Ja, auch an den eigenen Geburtstagen
wird man überrascht und inspiriert und zuweilen enttäuscht und
gestresst. Aber es gibt ja auch noch die Geburtstage von Familie und
Freunden, von Menschen, die einem wichtig und teuer sind. Wenn diese
Menschen dann auch noch einen Wunsch äußern, dann setzt man Welten
in Bewegung, schlägt sich mit Machete und Moskitospray durch den
Dschungel, schießt Raketen in den Äther, um Planetenlaufbahnen zu
verändern, gräbt sich durch Büchergebirge und Bilderozeane, hält
Züge mit bloßer Willenskraft auf.... es geht, ja, es geht um: eine
Laterne. Es geht um einen Satz! Einen! „Ob ich so eine oder eine
ähnliche Laterne wohl zum Geburtstag bekomme, hmm.“ Ich kann euch
diese Whatsapp zeigen – hier, auf meinem mobilen Gerät,
eingegangen am Donnerstag. 3 Tage vor dem Geburtstag. Ich schau auf
meine „zu erledigen“ Liste, wenn ich da ein Häkchen setze,
kommen 2 weitere Stichpunkte hinzu... wie soll ich da noch Zeit
finden, eine individuelle Laterne zu gestalten. Aber... siehe oben –
auch wenn der Wunsch gar nicht direkt ausgesprochen wurde. Hm, ich
hatte ja eine Laterne für Michael Georg Bregel als
Geburtstagsgeschenk gestaltet und dafür seine eigenen Kunstwerke
genutzt, ich habe überhaupt bereits verschiedene thematische
Laternen gestaltet aber für dieses Geburtstagskind, was passt da?
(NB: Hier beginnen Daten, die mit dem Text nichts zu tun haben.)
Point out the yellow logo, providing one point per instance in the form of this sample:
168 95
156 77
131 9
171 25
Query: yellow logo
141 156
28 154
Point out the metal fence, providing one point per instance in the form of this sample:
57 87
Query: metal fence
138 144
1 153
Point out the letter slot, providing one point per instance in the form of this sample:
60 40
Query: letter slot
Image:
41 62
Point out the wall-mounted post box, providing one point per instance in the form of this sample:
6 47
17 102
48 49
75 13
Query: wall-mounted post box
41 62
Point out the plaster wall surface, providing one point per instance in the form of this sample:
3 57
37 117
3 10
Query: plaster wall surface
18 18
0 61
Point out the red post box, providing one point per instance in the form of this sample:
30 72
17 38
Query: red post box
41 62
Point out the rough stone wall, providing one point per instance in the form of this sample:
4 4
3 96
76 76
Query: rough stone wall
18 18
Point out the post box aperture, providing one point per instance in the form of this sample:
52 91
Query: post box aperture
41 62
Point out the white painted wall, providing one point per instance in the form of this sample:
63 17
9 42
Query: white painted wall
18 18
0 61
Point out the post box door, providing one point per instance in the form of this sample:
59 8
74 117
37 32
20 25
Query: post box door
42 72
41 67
Ich recherchiere, durchforste die Listen von bekannten, berühmten
Menschen, die das gleiche Geburtsdatum haben... ich erfahre viel über
ganz unterschiedliche Sportler, Wissenschaftler, Schauspieler,
Künstler etc. von den Malerinnen Doris Schnittger oder Elise
Kosegarten oder Ruth Parnitzke sind keine Werke im Internet zu
finden, dabei würde sich doch ein Bild, auf Transparentpapier
gedruckt und eingeklebt sehr gut machen. Ich stoße auf Lore
Feininger, die Tochter von Lyonel Feininger und versumpfe in ihrer
Biographie... aha Kunststudim... Erster Weltkrieg... Fotografie...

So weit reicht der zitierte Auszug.